Bernhard Nocht Institute for Tropical Medicine, Hamburg, Germany.
German Institute for Global and Area Studies, Hamburg, Germany.
Diabetes Care. 2024 Aug 1;47(8):1449-1456. doi: 10.2337/dc23-1507.
The relationship between depression, diabetes, and access to diabetes care is established in high-income countries (HICs) but not in middle-income countries (MICs), where contexts and health systems differ and may impact this relationship. In this study, we investigate access to diabetes care for individuals with and without depressive symptoms in MICs.

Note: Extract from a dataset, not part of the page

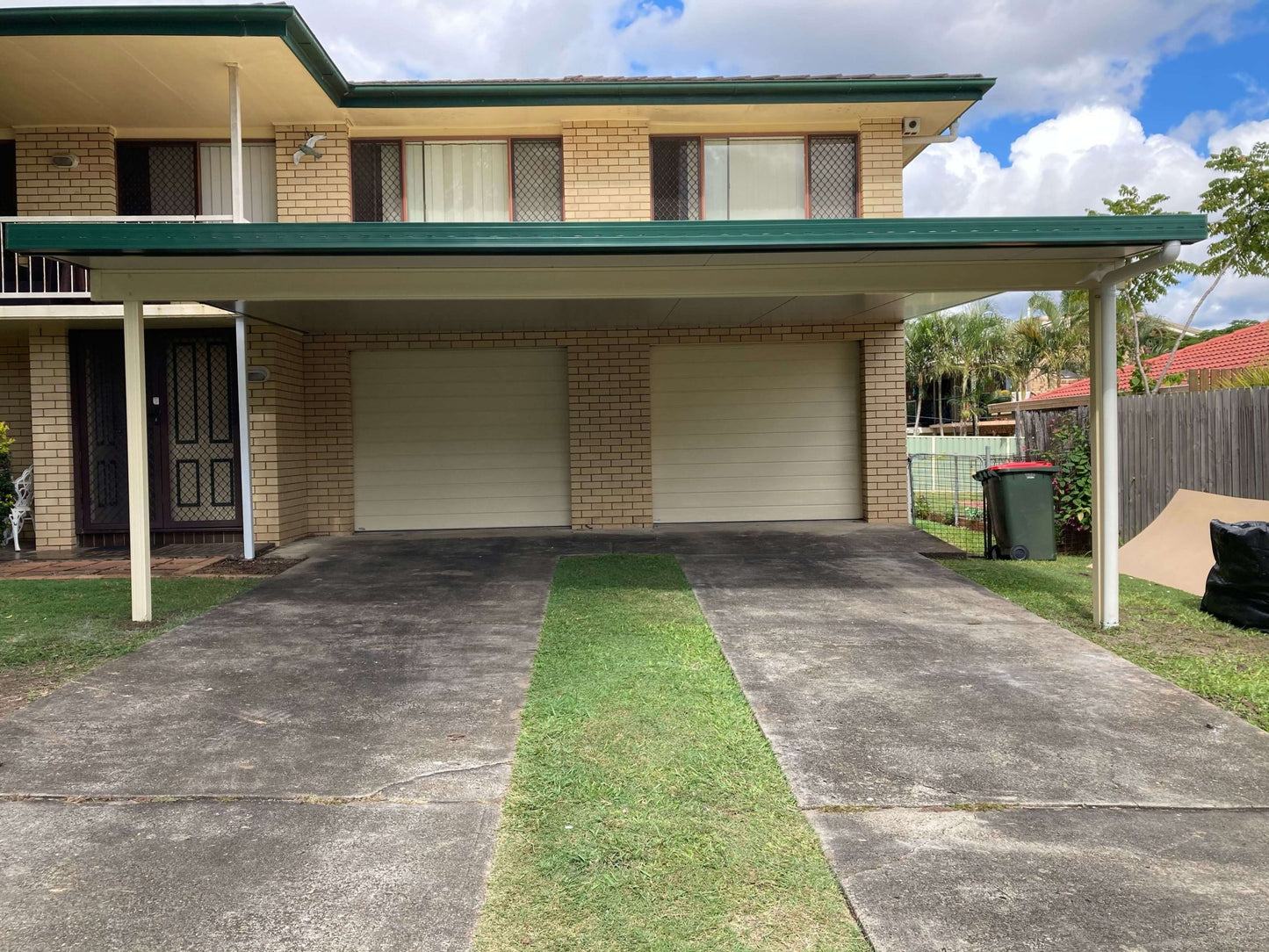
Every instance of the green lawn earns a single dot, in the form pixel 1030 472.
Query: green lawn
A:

We analyzed pooled data from nationally representative household surveys across Brazil, Chile, China, Indonesia, and Mexico. Validated survey tools Center for Epidemiologic Studies Depression Scale Revised, Composite International Diagnostic Interview, Short Form, and Patient Health Questionnaire identified participants with depressive symptoms. Diabetes, defined per World Health Organization Package of Essential Noncommunicable Disease Interventions guidelines, included self-reported medication use and biochemical data. The primary focus was on tracking diabetes care progression through the stages of diagnosis, treatment, and glycemic control. Descriptive and multivariable logistic regression analyses, accounting for gender, age, education, and BMI, examined diabetes prevalence and care continuum progression.
The pooled sample included 18,301 individuals aged 50 years and above; 3,309 (18.1%) had diabetes, and 3,934 (21.5%) exhibited depressive symptoms. Diabetes prevalence was insignificantly higher among those with depressive symptoms (28.9%) compared with those without (23.8%, P = 0.071). Co-occurrence of diabetes and depression was associated with increased odds of diabetes detection (odds ratio [OR] 1.398, P < 0.001) and treatment (OR 1.344, P < 0.001), but not with higher odds of glycemic control (OR 0.913, P = 0.377).
In MICs, individuals aged 50 years and older with diabetes and depression showed heightened diabetes identification and treatment probabilities, unlike patterns seen in HICs. This underscores the unique interplay of these conditions in different income settings.
在高收入国家(HICs)中,抑郁、糖尿病和获得糖尿病护理之间的关系已经确立,但在中低收入国家(MICs)中尚未确立,这些国家的背景和卫生系统有所不同,可能会影响这种关系。在这项研究中,我们调查了 MICs 中患有和不患有抑郁症状的个体获得糖尿病护理的情况。
我们分析了来自巴西、智利、中国、印度尼西亚和墨西哥的全国代表性家庭调查的汇总数据。经过验证的调查工具包括中心流行病学研究抑郁量表修订版、综合国际诊断访谈、简短形式和患者健康问卷,用于识别患有抑郁症状的参与者。根据世界卫生组织基本非传染性疾病干预包的指南,糖尿病的定义包括自我报告的药物使用和生化数据。主要重点是通过诊断、治疗和血糖控制的阶段来跟踪糖尿病护理的进展。描述性和多变量逻辑回归分析,考虑到性别、年龄、教育程度和 BMI,检查了糖尿病的患病率和护理连续体的进展。
汇总样本包括 18301 名年龄在 50 岁及以上的个体;其中 3309 人(18.1%)患有糖尿病,3934 人(21.5%)患有抑郁症状。患有抑郁症状的个体的糖尿病患病率(28.9%)与没有抑郁症状的个体(23.8%)相比没有显著差异(P=0.071)。糖尿病和抑郁症同时存在与糖尿病检测(优势比[OR] 1.398,P<0.001)和治疗(OR 1.344,P<0.001)的几率增加有关,但与血糖控制几率增加无关(OR 0.913,P=0.377)。
在 MICs 中,年龄在 50 岁及以上的患有糖尿病和抑郁症的个体表现出更高的糖尿病识别和治疗可能性,与 HICs 中的模式不同。这突显了这些疾病在不同收入环境下的独特相互作用。